「enjoy.CRMII」を実際に導入した事例も、イベントで発表された。「私がデモンストレーションをしても、担当者だから簡単にできると思われてしまいます。そこで、導入をご検討いただいている企業さまにシステムを丸ごと貸し出すサービスもしています。やはり柔軟なカスタマイズ性を理解してもらうのは、体感していただくのが一番ですから」と土田氏。実際の現場で試した企業は、3カ月後、導入を決定したという。「CTIとCRMのシステムにおける連携のスムーズさも決め手のひとつとなりました」と、土田氏はenjoy.CRMIIの安定稼働においても自信を覗かせる。

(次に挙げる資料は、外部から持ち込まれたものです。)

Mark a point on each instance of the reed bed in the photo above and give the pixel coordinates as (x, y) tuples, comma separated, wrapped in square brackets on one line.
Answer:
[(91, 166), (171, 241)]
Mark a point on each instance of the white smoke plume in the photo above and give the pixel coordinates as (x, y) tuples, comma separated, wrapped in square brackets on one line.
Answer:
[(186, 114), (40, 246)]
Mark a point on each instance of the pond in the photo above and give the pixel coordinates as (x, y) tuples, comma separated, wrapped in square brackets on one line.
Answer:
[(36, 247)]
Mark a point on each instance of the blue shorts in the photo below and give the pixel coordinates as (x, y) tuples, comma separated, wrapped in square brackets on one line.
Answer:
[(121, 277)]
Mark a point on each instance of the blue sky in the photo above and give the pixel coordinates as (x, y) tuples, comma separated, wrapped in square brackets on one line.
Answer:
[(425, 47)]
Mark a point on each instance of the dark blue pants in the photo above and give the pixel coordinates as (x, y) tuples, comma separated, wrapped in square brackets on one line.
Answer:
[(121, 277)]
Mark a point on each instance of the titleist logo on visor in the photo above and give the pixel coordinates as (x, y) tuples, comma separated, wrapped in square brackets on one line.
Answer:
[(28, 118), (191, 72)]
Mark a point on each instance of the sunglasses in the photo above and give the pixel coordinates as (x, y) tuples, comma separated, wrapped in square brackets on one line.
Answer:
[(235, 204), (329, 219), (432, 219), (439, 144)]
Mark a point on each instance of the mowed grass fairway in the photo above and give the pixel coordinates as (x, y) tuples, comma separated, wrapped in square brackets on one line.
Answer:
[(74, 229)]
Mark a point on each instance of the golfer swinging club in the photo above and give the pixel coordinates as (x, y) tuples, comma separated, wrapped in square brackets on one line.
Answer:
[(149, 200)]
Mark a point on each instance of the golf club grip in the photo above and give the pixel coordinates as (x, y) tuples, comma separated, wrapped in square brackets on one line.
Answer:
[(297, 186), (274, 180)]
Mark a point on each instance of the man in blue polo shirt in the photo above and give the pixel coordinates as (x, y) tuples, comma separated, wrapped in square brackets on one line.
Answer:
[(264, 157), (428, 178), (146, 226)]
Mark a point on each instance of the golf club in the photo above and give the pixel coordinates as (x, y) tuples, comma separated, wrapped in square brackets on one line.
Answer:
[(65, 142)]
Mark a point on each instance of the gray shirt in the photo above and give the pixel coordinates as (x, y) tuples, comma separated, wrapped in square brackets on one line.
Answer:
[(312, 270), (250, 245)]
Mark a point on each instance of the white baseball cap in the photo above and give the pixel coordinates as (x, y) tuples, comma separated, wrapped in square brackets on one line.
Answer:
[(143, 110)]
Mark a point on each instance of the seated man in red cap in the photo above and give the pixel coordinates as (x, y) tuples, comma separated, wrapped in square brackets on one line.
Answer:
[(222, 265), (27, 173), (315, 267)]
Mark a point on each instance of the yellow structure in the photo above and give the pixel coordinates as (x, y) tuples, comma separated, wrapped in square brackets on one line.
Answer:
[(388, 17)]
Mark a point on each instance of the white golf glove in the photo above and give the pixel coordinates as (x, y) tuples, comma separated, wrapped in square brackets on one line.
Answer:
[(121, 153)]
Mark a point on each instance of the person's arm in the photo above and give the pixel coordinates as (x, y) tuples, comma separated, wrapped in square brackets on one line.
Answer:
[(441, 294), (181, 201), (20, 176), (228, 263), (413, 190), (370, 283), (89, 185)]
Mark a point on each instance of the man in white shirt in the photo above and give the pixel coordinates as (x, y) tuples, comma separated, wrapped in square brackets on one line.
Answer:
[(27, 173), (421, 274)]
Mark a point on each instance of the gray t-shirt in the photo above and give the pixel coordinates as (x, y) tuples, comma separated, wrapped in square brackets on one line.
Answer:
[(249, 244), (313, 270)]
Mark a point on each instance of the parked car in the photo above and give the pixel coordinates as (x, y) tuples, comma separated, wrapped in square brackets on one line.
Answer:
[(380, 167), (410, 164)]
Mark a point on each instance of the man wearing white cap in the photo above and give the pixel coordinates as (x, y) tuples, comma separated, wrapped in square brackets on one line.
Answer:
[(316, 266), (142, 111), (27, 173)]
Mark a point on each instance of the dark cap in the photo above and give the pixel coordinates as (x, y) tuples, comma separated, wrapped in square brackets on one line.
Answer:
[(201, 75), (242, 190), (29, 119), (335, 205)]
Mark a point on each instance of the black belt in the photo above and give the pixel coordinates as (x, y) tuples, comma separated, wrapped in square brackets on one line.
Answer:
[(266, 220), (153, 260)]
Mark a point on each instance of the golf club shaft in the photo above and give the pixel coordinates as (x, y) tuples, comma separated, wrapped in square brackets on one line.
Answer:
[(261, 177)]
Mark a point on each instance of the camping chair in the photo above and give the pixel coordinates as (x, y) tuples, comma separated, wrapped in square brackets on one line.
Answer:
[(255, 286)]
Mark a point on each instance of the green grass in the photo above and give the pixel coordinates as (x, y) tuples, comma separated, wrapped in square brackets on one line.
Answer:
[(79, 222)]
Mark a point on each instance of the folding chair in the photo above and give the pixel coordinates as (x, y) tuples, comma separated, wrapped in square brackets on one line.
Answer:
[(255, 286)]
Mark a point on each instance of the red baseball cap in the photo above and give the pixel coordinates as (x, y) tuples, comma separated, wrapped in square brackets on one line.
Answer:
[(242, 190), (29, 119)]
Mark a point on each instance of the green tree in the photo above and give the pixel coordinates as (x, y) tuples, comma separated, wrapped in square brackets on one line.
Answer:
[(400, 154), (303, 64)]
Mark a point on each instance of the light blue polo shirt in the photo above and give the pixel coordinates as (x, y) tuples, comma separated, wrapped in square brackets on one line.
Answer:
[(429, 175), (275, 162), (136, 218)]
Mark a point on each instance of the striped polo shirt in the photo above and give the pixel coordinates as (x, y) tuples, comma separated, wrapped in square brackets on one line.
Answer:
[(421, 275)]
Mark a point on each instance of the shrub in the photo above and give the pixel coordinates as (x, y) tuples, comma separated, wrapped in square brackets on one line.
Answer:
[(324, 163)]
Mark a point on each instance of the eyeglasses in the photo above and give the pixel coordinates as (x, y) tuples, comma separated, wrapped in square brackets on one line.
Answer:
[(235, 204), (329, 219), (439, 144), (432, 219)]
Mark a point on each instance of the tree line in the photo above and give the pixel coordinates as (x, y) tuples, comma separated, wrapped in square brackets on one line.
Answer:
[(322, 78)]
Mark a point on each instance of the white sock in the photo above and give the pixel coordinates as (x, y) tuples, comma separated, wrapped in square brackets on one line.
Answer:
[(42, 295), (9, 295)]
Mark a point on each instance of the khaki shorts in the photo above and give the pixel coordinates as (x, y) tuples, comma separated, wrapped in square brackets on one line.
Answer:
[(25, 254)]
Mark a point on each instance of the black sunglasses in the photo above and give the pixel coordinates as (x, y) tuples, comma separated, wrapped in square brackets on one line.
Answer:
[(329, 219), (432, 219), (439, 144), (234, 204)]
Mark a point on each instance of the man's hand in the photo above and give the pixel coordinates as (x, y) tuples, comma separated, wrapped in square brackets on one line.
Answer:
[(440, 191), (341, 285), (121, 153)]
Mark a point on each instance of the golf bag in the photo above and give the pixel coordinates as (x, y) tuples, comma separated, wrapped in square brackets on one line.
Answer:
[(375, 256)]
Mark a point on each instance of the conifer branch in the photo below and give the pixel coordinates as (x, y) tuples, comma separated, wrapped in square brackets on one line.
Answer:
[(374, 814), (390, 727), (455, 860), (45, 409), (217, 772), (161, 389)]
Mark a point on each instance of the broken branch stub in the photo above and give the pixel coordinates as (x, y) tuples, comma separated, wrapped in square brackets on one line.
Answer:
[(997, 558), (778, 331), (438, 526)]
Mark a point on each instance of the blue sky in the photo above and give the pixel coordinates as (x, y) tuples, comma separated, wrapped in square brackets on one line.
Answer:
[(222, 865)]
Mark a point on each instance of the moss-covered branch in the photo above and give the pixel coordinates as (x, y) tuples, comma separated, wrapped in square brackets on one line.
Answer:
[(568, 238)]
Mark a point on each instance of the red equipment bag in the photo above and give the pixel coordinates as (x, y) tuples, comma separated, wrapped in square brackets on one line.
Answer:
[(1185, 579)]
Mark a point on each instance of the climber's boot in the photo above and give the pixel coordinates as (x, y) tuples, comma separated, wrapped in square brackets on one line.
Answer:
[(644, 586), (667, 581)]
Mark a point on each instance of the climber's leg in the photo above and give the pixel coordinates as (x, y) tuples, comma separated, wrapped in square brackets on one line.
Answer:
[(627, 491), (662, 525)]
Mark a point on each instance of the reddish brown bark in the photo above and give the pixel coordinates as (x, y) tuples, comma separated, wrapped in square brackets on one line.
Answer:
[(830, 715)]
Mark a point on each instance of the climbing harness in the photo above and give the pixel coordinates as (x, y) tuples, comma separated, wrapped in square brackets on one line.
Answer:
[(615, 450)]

また、他社製のCRM、IRを活用していた山陽通販において、既存のCRMのコンソールの各機能をそのままに「enjoy.CRMII」の画面を同じ構成にカスタマイズすることで、現場スタッフの利便性を活かした導入事例を発表。IRの機能も持つCTI stage5iとMicrosoft Dynamics CRM 4.0の連携により、実現したい業務にフィットできる柔軟性、変化するビジネス環境に対応する高いユーザビリティ、さらにそれが低コストで実現できる点などをアピールした。

保守テンプレートには保守要員のスケジュール管理機能も用意される

「CTIツールとCRMツールの100%連携が可能になるメリットは大きいです。これまでも連携する、というプロダクツはありましたが、モジュールを使って連携して動いているように見えるといったものが多かったと思います。特に他社製同士のツールを組み合わせる例では、それが顕著だったのではないでしょうか」と土田氏。「システム同士をつなげるということは、業務のすべてが繋がることに他なりません。『enjoy.CRMII』の"しっかりつながる"はそうした概念をお客様にお伝えするためのものです」と、OKIソフトウェアのe-ソリューション事業部 SIチーム CTI/CRM BU長 SIチームリーダーの水野了之氏水野氏も言葉をつなげる。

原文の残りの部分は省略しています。